Particularly, people dealing with UI automation would agree how self-healing methods save a lot of time. Test cases can be broken after code changes; if they are detected automatically and resolution is automatically suggested, it is easy to apply a fix.
InfoQ: What benefits did you get from using machine learning?
Durukal: Personally, I have not applied solutions to fully replace human effort with ML; but instead, to improve the processes by collecting various data. Data mining is a crucial part of ML solutions. After precious data is collected, hidden patterns can be revealed. At this moment, the importance of ML is much more visible I believe, since we as humans have a limited capacity to analyze huge data.

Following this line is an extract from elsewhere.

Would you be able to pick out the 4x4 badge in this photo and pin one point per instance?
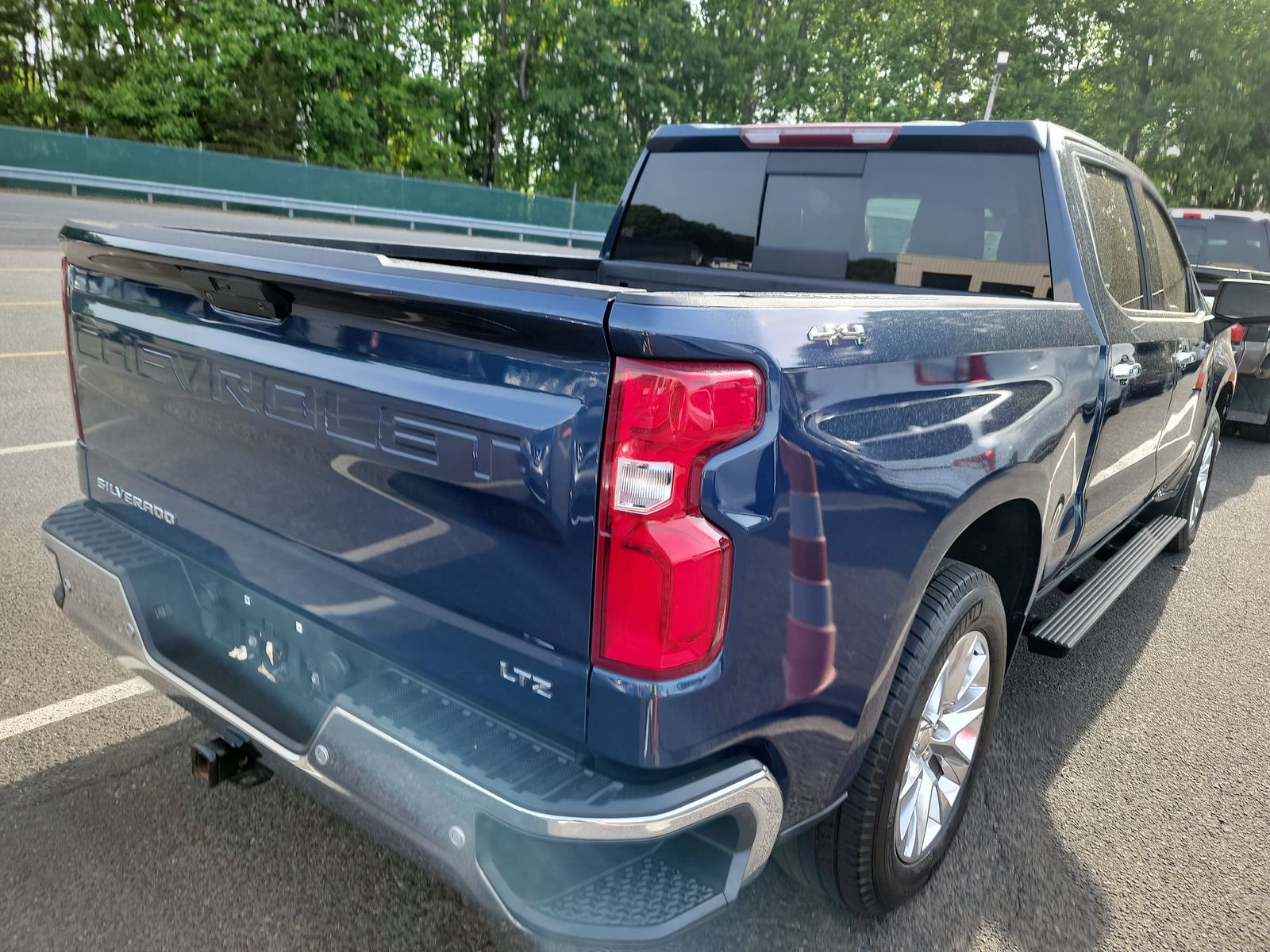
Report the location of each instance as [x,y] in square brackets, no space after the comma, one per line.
[836,333]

For instance, in my study, I collected bugs created in a real project. In this study, I aimed for the proper triage of bugs; I noticed that people can prioritize bugs on different levels. I mean sometimes I was tagging a bug with P2, while for others it was P3. Therefore, especially in distributed teams, opinions can differ. To be able to build a standard, you have to look for all previously opened bugs. When I was creating a new bug, I was not checking all previously raised issues, because I cannot do that as a human being 🙂 But that is something machines can do in seconds. In certain aspects, we can conclude that they may perform more consistently and ease our processes.
InfoQ: What will the future bring in machine learning for testing?
Durukal: Even today, we have complex computational environments. But if it gets more and more mature, we could integrate those applications in testing phases as well. For instance, analyzing requirement documents by OCR techniques could return valuable insights. Or associations to other platforms could be analyzed in a wider context.
Each single day, we have to perform more and in less time. Apparently, we will need to make use of ML more in the near future.
InfoQ: What have you learned?
Durukal: There is a famous discussion on the replacement of human tasks with robots, where sometimes machines or robots can beat humans. It can be an advantage or a disadvantage that robots don’t have emotions. The variety or diversity of people can be a weakness or a power, depending on the situation. At the end of the day, we would succeed if we somehow make the collaboration and work together.